Re: adjusting guitar truss rod

Post by Guff Tong » Tue Jan 12, 2010 11:51 am

if you do fark it up it could make a good slide, lap steel guitar I suppose....?

I've recently been working on an old P Bass copy that a mate had. The former owner had decided that the fret board seemed to be sitting too high in relation to the body so chizeled out the neck mount recess!! Have had to fill it up to get it to sit back where it should be. All the frets were fubared too so took them out and filled the up grooves Jaco Pastorius styleee (In fact I dont think Jaco even bothered filling the grooves?). When I've a spare 50 quid (decent flatwounds are a bit pricey) I'll get some guitar nerd to finish it off propa jobby :D

Taking this into account, I can wholey understand your reluctance to shell out on a cheap intrument, thats whats keeping me from finishing that P bass!!

My first guitar aged 13 (some 30 years ago) was a crappy Kay LP copy.

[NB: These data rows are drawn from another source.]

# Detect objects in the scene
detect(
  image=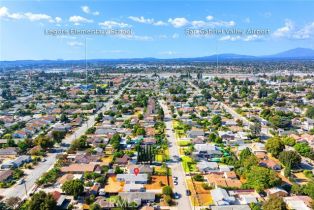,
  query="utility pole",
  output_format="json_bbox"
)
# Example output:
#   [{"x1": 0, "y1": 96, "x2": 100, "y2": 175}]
[
  {"x1": 24, "y1": 181, "x2": 27, "y2": 197},
  {"x1": 85, "y1": 37, "x2": 87, "y2": 93}
]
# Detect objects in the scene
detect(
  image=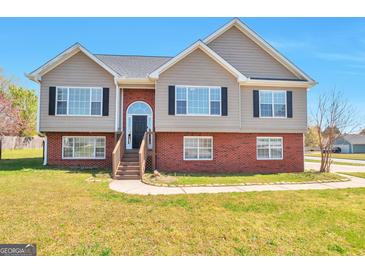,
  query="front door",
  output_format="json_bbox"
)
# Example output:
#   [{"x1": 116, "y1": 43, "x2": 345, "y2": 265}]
[{"x1": 132, "y1": 115, "x2": 147, "y2": 148}]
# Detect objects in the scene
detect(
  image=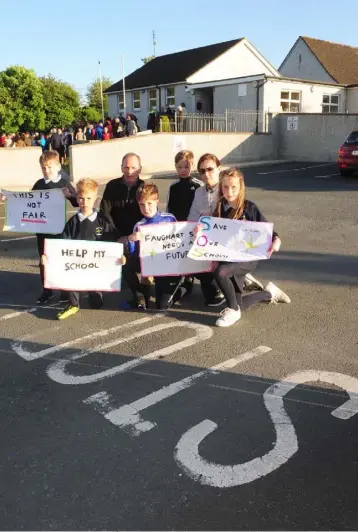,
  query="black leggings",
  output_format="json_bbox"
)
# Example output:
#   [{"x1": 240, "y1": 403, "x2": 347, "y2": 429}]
[{"x1": 214, "y1": 262, "x2": 271, "y2": 310}]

Man I butchered that bad boy.... It had it coming ;)

dancerchris
Posts: 343
Joined: Wed Oct 25, 2006 4:48 pm
Location: Los Angeles, CA USA

Re: adjusting guitar truss rod

Post by dancerchris » Tue Jan 12, 2010 8:57 pm

Guitar setup is pretty easy once you understand a guitars geometry, every guitar player should do their own. If you have a luthier do it they better know your playing style intimately becuase they are going to give you just a "generic" setup otherwise. All of the 'greats' out there have different setups and it's really up to the individual to decide what they like. SRV liked big fat 13's with high action so he could really crank on the strings. Others like girly 8's with super low action. There are a number of websites that give tips on setup, my fave being frets.com. It is great and frustrating to setup on a cheap guitar. Frustrating because the hardware is usually subpar and you generally need higher action to get a buzzless playing guitar due to the frets being less than level. Great because the risk is small.

You should be able to safely turn the truss rod nut a quarter turn at a time (adjusting strings to tune between each rod adjustment). I frequently do a half turn when I do mine for season changes. Remember that tightening the rod (clockwise) increases string tension, decreases bow and vice-versa. To check the level of bow use feeler guages. Measure string clearance at the 12th fret when the string is fretted at 1st (capo) and at the neck to body juncture (usually about the 17th on an electric). This should be a minimum of .010. The actual value is really a function of the player's playing style, string gauge and typical tuning.

Proper setup includes bridge/saddle setup and tuning the nut slots. The most sensative parameter being the nut slots. read up on this stuff and you will be able to have great custom tuned guitars and no seasonal expense for summer to winter variations.

My 2 cents.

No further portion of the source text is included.